According to the US State Department's 1990 human rights report, there are between 20,000 and 50,000 Slavic speakers in northern Greece, many of whom live in the relatively underdeveloped area along the border between Greece and the Republic of Macedonia. Although a majority of these people have a Greek national identity (that is, they identify themselves as Greeks and as Macedonians, or as Greek-Macedonians), a significant number of them have a Macedonian national identity (that is, they identify themselves as Macedonians and not as Greeks). Since the mid-1980s a small number of these Macedonians have become politically active and begun to demand human rights for the Macedonian minority in Greece.

Among the goals of these activists is the repeal of several specific laws which discriminate against Macedonians. Two laws (passed in 1982 and 1985) explicitly exclude Macedonians from the general amnesty under which political refugees who left Greece after the civil war were allowed to return to Greece and reclaim their property only if they were "Greek by birth." Another law (passed in 1982) ceased to recognize university degrees obtained in the Republic of Macedonia on the grounds that Macedonian was not an internationally recognized language.

More generally, these Macedonian human rights activists seek recognition by the Greek government of the existence of a Macedonian minority in Greece. They are working to end discrimination against Macedonians in Greece in the fields of education and employment, as well as in other areas of social, cultural, and political life. They want Macedonians in Greece to have the right to attend church services in Macedonian, to receive their primary and secondary education in Macedonian, and to publish newspapers and broadcast radio and television programs in Macedonian. They also want the right to establish Macedonian cultural organizations. Finally, these groups have protested against police interference with village festivals where Macedonian folk songs and dances are performed, as well as against the harassment and persecution of Macedonian human rights activists, some of whom have been dismissed from their jobs, denied entry into Greece, and deprived of their Greek citizenship.

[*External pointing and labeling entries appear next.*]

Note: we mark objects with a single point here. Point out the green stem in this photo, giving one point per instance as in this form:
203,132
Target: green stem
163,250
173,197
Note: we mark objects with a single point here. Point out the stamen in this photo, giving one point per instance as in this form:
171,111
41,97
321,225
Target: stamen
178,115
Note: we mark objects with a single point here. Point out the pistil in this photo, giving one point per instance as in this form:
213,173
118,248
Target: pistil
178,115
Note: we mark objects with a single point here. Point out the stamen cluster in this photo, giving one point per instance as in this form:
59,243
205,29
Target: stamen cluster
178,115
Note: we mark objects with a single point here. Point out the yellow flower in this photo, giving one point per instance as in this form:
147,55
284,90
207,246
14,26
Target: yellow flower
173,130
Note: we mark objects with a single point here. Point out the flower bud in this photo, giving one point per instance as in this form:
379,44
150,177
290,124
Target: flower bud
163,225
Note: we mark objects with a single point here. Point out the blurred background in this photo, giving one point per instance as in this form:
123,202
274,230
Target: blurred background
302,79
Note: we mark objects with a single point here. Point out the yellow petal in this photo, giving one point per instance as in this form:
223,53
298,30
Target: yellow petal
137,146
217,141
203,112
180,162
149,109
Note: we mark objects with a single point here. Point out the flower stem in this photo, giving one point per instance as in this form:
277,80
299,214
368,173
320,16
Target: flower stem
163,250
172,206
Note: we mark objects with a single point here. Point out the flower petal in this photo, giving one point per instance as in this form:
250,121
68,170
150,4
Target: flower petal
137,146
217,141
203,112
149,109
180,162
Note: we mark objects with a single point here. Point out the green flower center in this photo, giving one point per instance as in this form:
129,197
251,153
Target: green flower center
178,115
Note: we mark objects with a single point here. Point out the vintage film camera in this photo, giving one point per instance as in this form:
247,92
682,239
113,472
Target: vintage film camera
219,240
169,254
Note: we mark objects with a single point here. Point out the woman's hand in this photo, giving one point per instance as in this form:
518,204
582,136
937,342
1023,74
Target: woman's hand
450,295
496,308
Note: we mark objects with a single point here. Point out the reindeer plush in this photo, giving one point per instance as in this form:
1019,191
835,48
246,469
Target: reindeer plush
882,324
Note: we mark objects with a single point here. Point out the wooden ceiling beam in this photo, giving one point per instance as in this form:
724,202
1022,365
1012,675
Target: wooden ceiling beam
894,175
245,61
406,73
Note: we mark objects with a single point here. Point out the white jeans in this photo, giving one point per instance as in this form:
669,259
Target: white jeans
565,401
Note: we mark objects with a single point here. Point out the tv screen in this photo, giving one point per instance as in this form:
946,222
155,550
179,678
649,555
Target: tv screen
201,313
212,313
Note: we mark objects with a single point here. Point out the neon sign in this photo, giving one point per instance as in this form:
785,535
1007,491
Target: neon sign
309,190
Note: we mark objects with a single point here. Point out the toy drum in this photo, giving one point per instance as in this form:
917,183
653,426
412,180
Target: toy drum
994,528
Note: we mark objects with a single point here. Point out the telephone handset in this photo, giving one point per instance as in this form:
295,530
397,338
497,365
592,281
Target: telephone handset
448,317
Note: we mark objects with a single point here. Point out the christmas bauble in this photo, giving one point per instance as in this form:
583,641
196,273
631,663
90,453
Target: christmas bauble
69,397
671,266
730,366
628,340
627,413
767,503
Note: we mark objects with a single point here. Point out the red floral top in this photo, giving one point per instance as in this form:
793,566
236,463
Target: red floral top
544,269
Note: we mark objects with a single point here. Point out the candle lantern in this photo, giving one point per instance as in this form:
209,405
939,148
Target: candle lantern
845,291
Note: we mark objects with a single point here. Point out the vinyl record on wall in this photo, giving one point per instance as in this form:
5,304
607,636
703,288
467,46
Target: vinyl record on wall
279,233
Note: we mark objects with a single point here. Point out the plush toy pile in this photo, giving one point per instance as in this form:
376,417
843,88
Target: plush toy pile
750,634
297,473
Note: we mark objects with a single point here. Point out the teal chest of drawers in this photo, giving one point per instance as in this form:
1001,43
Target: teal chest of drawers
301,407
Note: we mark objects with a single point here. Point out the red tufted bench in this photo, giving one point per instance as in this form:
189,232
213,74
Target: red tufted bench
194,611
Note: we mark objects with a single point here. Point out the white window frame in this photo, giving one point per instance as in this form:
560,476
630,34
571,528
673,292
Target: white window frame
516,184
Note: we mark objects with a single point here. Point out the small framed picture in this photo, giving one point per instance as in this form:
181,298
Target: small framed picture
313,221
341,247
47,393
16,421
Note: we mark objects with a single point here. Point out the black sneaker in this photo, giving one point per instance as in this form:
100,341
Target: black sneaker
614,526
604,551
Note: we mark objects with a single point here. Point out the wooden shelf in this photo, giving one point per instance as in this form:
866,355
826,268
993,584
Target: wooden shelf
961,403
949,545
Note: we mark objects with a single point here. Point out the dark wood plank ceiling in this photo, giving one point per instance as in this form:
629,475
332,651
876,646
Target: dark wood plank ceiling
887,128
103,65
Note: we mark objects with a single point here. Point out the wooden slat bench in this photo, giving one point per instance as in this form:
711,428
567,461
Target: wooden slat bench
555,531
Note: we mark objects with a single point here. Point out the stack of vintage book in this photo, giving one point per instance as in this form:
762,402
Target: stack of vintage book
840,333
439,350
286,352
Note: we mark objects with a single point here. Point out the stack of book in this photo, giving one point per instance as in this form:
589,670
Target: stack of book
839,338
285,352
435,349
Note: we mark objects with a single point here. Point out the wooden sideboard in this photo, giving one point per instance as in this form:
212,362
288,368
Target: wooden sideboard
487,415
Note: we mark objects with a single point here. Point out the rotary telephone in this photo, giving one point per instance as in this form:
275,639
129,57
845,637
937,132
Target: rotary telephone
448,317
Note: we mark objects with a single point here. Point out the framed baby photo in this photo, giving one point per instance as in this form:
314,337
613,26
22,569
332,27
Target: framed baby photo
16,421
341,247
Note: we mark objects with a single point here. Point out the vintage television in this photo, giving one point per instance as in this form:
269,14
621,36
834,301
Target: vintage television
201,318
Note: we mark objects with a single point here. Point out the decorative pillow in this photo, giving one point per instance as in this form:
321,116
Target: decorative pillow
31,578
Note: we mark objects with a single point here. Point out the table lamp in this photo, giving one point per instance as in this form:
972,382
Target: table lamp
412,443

A Dispute Over Cultural Property

The dispute between Greeks and Macedonians over which group has the right to identify itself as Macedonian is a dispute between the proponents of two nationalist ideologies over the possession of national identities, histories, and cultures, all of which from a nationalist perspective are considered to be the property of the nation. It is a dispute over the ownership of cultural property in which each of two nations has attempted to place a copyright or trademark on what it considers to be its own name, its own national emblems, and its own famous ancestors. Since a nation's culture is as much its possession as its territory, the appropriation of this culture by another nation is seen as a threat to territorial integrity.

From an anthropological perspective, however, it is evident that in this dispute between Greeks and Macedonians, two different national identities and cultures are being constructed from the same raw materials, from the same set of powerful national symbols. While territory must be the mutually exclusive possession of one state or another--a particular village can only be located in Greece or in the Republic of Macedonia--not only can two cultures coexist in one place, but two different peoples with two different nationalities can share the same name. From a perspective in which symbols can have more than one meaning and names more than one referent, there can be two kinds of Macedonians--Macedonians who are Greeks and Macedonians who are not Greeks. Similarly, there can be a Macedonia which is an independent country and a Macedonia which is a region in another country.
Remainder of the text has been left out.